We should see our propsal.md file has been created, defining our problem and high level approach to solving it.
Now is the time to be more creative. Add more context to your prompts, try including other files or projects to learn. Review your
proposal.md, see what you like and don’t like. Then ask the AI assistant to iterate over it until its correct.
Continuing the Workflow…More to come…
This should be a good start to begin using OpenSpec. While there are more details to be added here in the future, I’m not going to go through every step of the process since there are already great instructions here: OpenSpec Getting Started.
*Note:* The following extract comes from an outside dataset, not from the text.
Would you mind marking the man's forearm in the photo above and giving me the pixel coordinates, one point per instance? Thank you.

Also take a look the GitHub: kafka-test repo for the the specs I generated.
Wrapping Up
This post focused on OpenSpec and how it drives better AI assistant usage. The specs gave a single source of truth for what we wanted in our project. The change (proposal, design, tasks) made the path from idea to code explicit and traceable, and the archived change keeps an audit trail.
Benefits:
- Clarity before coding — You spell out requirements and scenarios up front, so implementation has a clear target.
- Traceability — You can trace from a scenario in a spec to the code that fulfills it, and from a task list to the files that were added or changed.
- Better alignment — Humans and AI assistants share the same reference (the specs and change docs), which reduces drift between intent and code.
- Lighter than heavy design docs — OpenSpec aims for enough structure to guide work without drowning in process. It works with Cursor, Claude Code, and other AI coding tools.
No code lives in the specs themselves. They describe what the system shall do. The code lives in the repo and is tied to the spec via the change workflow.
Next Steps
- Explore OpenSpec and spec-driven workflows for your own projects.
- Use the Confluent Python client documentation to go deeper on Kafka producers and consumers.
- Extend the example (e.g. more topics, different serialization) and document new behavior in the OpenSpec specs and a new change.
- You can run the example locally with Docker Compose and Python. No cloud account is required.